Indeed these two usages can in theory be *combined*. Imagine that a hypothetical *MRtrix3* command, "``dwidostuff``", tends to not be capable in practise of utilising any more than four threads, regardless of how many threads are in fact available on your hardware / explicitly invoked. However you have a system with eight hardware threads, and wish to utilise them all as much as possible.
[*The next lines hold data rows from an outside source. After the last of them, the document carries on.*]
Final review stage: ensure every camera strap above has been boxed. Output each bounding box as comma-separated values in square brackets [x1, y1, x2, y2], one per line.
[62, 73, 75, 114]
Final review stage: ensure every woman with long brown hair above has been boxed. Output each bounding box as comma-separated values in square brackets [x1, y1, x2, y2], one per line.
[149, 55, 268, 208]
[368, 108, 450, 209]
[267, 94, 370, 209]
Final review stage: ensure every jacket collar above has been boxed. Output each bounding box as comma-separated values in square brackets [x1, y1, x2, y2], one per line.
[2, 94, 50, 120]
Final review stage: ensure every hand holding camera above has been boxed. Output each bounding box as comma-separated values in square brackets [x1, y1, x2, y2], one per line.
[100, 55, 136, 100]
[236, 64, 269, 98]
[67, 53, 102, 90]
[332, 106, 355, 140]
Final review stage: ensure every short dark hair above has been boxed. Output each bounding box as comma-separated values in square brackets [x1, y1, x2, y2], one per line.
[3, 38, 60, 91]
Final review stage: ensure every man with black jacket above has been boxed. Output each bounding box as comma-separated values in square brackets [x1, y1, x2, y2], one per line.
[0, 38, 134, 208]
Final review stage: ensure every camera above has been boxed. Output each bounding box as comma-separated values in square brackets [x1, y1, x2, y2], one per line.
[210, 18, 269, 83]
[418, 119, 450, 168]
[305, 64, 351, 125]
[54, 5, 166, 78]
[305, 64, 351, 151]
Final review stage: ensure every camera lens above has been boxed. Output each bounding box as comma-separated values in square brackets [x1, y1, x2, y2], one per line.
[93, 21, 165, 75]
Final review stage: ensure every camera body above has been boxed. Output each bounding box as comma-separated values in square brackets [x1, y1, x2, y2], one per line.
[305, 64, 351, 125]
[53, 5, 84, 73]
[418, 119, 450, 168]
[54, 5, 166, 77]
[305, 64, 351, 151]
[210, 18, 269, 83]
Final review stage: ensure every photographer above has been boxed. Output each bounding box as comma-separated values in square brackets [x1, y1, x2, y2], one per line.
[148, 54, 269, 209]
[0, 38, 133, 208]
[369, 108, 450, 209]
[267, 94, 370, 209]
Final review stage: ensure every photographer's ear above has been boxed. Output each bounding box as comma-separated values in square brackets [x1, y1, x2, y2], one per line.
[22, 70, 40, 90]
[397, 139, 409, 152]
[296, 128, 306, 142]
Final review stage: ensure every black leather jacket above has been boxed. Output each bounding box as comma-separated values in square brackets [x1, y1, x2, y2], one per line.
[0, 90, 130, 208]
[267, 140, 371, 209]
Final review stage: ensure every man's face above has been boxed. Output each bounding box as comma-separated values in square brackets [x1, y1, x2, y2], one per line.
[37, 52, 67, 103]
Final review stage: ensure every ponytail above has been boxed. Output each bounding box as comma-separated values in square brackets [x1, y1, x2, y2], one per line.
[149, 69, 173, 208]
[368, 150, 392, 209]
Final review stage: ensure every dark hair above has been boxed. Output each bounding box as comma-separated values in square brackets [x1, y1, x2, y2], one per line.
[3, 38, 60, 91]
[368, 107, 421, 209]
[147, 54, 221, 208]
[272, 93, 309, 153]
In such a scenario, you could use:

.. code-block:: console

  $ for_each study/* -nthreads 2 : dwidostuff IN/dwi.mif IN/dwi_stuffdone.mif -nthreads 4

This would instruct ``for_each`` to always have *two* jobs running in parallel, each of which will be explicitly instructed to use *four* threads.

Note that most *MRtrix3* commands are multi-threaded, and will generally succeed in individually using all available CPU cores, in which case running multiple jobs in parallel using ``for_each`` is unlikely to provide a benefit in computation time (or it may in fact be detrimental). If however a particular command is known to be single-threaded (or have only limited multi-threading capability), and your system possesses enough RAM to support running multiple instances of that command at once, this usage may yield a considerable reduction in total processing time.